Search code examples
parsingtracepacket-capturebgp

BGP MRT format parsing


I'm trying to parse the BGP trace downloaded here. It is said that the BGP packet traces are stored in the files with prefix updates and these MRT format files can be read by PyBGPdump.

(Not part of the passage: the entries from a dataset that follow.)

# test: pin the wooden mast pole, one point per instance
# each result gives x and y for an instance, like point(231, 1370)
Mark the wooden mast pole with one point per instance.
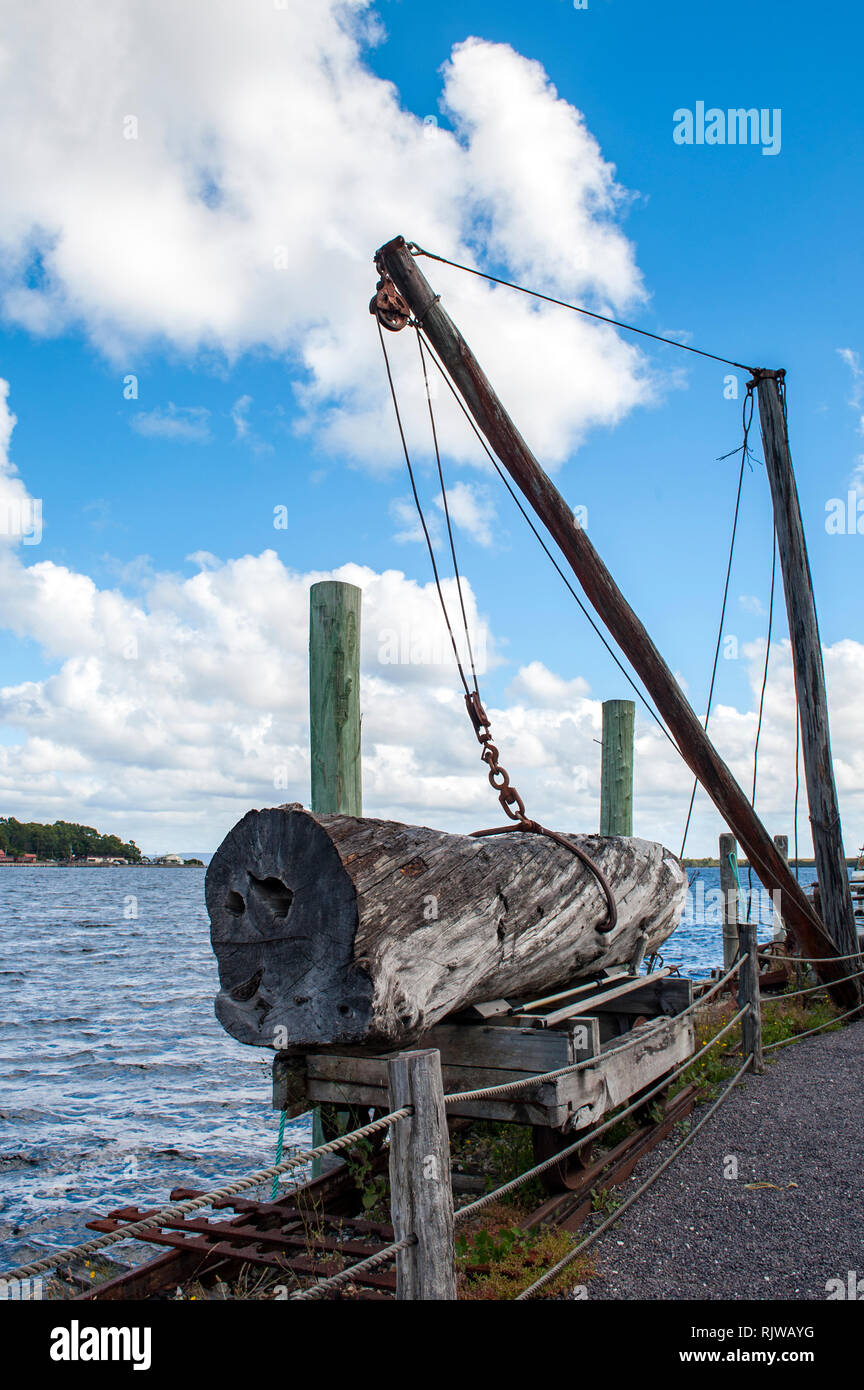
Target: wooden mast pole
point(835, 894)
point(617, 767)
point(396, 260)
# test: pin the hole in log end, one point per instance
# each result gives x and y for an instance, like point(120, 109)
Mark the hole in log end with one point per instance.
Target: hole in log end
point(275, 894)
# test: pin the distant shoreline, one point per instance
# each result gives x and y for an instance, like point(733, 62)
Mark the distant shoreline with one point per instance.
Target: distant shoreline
point(745, 863)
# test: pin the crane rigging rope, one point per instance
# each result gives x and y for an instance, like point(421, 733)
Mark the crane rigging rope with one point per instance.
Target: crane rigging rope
point(509, 797)
point(745, 456)
point(393, 313)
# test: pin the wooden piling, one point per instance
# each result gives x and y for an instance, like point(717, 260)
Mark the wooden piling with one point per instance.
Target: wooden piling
point(617, 767)
point(835, 897)
point(421, 1191)
point(334, 719)
point(728, 886)
point(748, 993)
point(334, 697)
point(779, 929)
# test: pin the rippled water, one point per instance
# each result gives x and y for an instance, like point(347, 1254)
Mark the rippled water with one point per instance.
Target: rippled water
point(118, 1083)
point(117, 1080)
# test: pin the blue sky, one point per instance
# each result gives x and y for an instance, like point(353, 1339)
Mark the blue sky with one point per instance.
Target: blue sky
point(752, 256)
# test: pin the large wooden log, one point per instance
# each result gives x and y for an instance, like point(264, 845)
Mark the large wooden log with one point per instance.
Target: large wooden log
point(343, 930)
point(704, 762)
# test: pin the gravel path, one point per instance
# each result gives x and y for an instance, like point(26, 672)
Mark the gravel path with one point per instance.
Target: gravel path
point(700, 1235)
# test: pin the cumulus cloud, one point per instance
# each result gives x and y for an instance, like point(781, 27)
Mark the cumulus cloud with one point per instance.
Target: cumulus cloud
point(216, 178)
point(189, 424)
point(168, 715)
point(471, 509)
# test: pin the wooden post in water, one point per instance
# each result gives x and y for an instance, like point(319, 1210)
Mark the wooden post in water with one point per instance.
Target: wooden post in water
point(617, 767)
point(334, 697)
point(421, 1189)
point(728, 886)
point(334, 720)
point(748, 993)
point(835, 897)
point(782, 844)
point(704, 762)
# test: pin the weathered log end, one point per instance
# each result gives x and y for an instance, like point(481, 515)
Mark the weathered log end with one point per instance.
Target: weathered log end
point(335, 930)
point(282, 925)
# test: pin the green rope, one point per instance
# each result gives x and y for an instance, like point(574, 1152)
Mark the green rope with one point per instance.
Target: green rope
point(279, 1144)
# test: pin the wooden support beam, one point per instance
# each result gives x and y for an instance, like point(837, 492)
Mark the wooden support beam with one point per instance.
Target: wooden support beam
point(782, 847)
point(420, 1178)
point(835, 897)
point(334, 719)
point(334, 697)
point(728, 886)
point(617, 767)
point(696, 748)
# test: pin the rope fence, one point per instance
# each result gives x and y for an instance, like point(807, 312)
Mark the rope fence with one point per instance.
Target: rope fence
point(195, 1204)
point(425, 1269)
point(346, 1276)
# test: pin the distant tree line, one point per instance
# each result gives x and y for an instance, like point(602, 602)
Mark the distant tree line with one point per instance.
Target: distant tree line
point(63, 840)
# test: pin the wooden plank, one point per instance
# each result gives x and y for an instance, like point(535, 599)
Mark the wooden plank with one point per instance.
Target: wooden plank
point(364, 1072)
point(670, 997)
point(517, 1048)
point(617, 767)
point(696, 748)
point(421, 1196)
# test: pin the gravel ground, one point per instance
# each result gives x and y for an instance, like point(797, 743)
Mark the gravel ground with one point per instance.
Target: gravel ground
point(700, 1235)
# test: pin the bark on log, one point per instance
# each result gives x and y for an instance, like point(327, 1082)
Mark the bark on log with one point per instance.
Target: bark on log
point(334, 929)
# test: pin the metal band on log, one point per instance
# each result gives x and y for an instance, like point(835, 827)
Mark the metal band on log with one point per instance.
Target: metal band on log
point(335, 929)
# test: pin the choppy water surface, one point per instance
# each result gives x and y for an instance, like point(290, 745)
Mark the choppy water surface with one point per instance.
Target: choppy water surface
point(117, 1080)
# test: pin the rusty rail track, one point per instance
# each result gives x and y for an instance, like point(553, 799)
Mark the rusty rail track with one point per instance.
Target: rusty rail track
point(311, 1232)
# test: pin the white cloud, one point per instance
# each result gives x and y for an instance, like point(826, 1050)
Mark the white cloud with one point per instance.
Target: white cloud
point(856, 401)
point(267, 163)
point(471, 509)
point(190, 424)
point(750, 603)
point(167, 716)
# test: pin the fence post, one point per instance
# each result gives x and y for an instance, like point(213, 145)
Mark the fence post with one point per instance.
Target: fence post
point(782, 845)
point(728, 886)
point(421, 1191)
point(617, 767)
point(748, 993)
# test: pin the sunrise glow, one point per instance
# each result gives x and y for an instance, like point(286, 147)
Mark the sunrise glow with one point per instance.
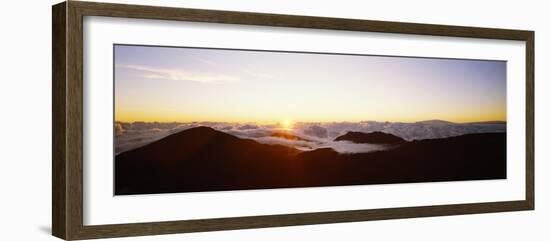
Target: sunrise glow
point(188, 84)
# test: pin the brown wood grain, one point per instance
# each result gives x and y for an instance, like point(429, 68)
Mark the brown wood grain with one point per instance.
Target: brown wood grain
point(67, 123)
point(58, 121)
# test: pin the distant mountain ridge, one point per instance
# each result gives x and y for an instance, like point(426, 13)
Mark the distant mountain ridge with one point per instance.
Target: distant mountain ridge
point(375, 137)
point(204, 159)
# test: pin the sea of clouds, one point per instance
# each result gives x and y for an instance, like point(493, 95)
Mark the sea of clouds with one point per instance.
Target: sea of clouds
point(307, 136)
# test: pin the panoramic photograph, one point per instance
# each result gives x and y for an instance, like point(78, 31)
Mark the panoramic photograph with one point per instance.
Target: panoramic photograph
point(204, 119)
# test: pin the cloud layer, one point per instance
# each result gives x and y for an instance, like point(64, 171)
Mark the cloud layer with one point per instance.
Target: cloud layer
point(304, 136)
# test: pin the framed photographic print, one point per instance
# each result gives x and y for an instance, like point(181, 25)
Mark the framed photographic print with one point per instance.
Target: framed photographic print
point(171, 120)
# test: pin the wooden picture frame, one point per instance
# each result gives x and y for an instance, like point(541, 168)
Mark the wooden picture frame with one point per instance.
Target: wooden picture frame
point(67, 150)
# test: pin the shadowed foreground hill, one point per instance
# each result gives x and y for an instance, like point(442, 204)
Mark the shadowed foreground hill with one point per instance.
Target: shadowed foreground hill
point(203, 159)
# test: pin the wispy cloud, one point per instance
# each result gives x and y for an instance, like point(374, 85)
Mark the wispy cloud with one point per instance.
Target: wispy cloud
point(179, 74)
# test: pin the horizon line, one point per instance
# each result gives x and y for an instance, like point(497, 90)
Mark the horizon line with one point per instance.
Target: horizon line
point(309, 122)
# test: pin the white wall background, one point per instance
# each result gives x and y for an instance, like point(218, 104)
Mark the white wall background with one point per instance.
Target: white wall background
point(25, 119)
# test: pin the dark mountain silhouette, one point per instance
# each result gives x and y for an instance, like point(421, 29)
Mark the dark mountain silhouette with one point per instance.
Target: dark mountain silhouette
point(203, 159)
point(376, 137)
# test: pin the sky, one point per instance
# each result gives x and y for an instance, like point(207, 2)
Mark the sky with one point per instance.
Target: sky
point(167, 84)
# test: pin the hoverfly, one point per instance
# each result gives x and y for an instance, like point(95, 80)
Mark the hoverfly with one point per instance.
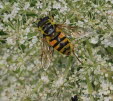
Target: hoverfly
point(54, 36)
point(75, 98)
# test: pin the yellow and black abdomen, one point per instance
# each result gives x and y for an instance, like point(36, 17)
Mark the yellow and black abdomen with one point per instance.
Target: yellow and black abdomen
point(55, 37)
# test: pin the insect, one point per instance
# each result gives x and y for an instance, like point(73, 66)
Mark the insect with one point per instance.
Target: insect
point(75, 98)
point(54, 36)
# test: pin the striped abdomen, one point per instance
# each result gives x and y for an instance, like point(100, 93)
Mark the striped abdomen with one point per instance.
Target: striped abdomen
point(61, 43)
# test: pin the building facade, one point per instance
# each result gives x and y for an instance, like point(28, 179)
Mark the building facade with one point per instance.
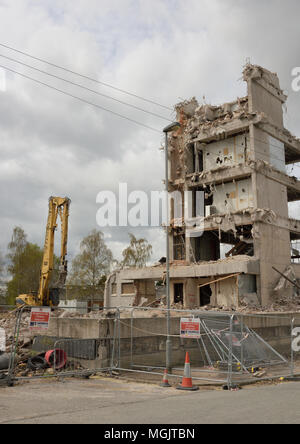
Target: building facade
point(236, 156)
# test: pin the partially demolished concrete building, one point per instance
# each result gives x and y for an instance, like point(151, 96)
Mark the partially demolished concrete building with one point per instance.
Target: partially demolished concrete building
point(237, 154)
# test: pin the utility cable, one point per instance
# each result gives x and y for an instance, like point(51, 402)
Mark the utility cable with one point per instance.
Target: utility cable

I downloaded one file and followed the instruction (or this better formatted one):

cnt = 0
dump = pybgpdump.BGPDump('sample.dump.gz')
for mrt_h, bgp_h, bgp_m in dump:
    cnt += 1
print cnt, 'BGP messages in the MRT dump'

However, I got this error:

Traceback (most recent call last):
  File "bgp-stats.py", line 8, in <module>
    for mrt_h, bgp_h, bgp_m in dump:
  File "/usr/local/lib/python2.7/dist-packages/pybgpdump.py", line 61, in next
    bgp_m = dpkt.bgp.BGP(bgp_h.data)
  File "/usr/local/lib/python2.7/dist-packages/dpkt/dpkt.py", line 89, in __init__
    self.unpack(args[0])
  File "/usr/local/lib/python2.7/dist-packages/dpkt/bgp.py", line 152, in unpack
    self.data = self.update = self.Update(self.data)
  File "/usr/local/lib/python2.7/dist-packages/dpkt/dpkt.py", line 89, in __init__
    self.unpack(args[0])
  File "/usr/local/lib/python2.7/dist-packages/dpkt/bgp.py", line 247, in unpack
    attr = self.Attribute(self.data)
  File "/usr/local/lib/python2.7/dist-packages/dpkt/dpkt.py", line 89, in __init__
    self.unpack(args[0])
  File "/usr/local/lib/python2.7/dist-packages/dpkt/bgp.py", line 326, in unpack
    self.data = self.as_path = self.ASPath(self.data)
  File "/usr/local/lib/python2.7/dist-packages/dpkt/dpkt.py", line 89, in __init__
    self.unpack(args[0])
  File "/usr/local/lib/python2.7/dist-packages/dpkt/bgp.py", line 376, in unpack
    seg = self.ASPathSegment(self.data)
  File "/usr/local/lib/python2.7/dist-packages/dpkt/dpkt.py", line 94, in __init__
    (self.__class__.__name__, args[0]))
dpkt.dpkt.UnpackError: invalid ASPathSegment: '\x1d\xf6\x00\x00\x1d\xf6\x00\x00\x1d\xf6\x00\x00F\xe0'

It seems to be a format issue. I searched for "sample.dump.gz" and found it here. The result is just fine:

(999, 'BGP messages in the MRT dump')

Any insights what happens here? All trace files are not readable and I have no idea how to parse the files from the repo I found.

Many thanks!


Solution

  • This is currently a bug in the dpkt library. There is an open issue in the official repository, but it's from 2015. The problem is that the BGP Update parser is treating the AS Numbers in the AS Path as 2 octet/byte AS Numbers, even though they are encoded as 4 octet/byte AS Numbers. So when it reaches the beginning of an 4 byte encoded AS path of length two

    \x00\x00\xab\xcd   \x00\x00\x12\x34
    

    it would try to read two 2 byte AS Numbers and then stop. So instead of 43981 4660 it reads 0 43981 and interprets the remaning bytes wrong.

    There is currently no quick fix, as the problem is quite tricky. In order to know how an AS path is encoded, one would have to look at the capabilities that were negotiated in the BGP Open message. Not sure how other parsers handle this.

    You could bump the issue in the repo or try an alternative library like mrtparse.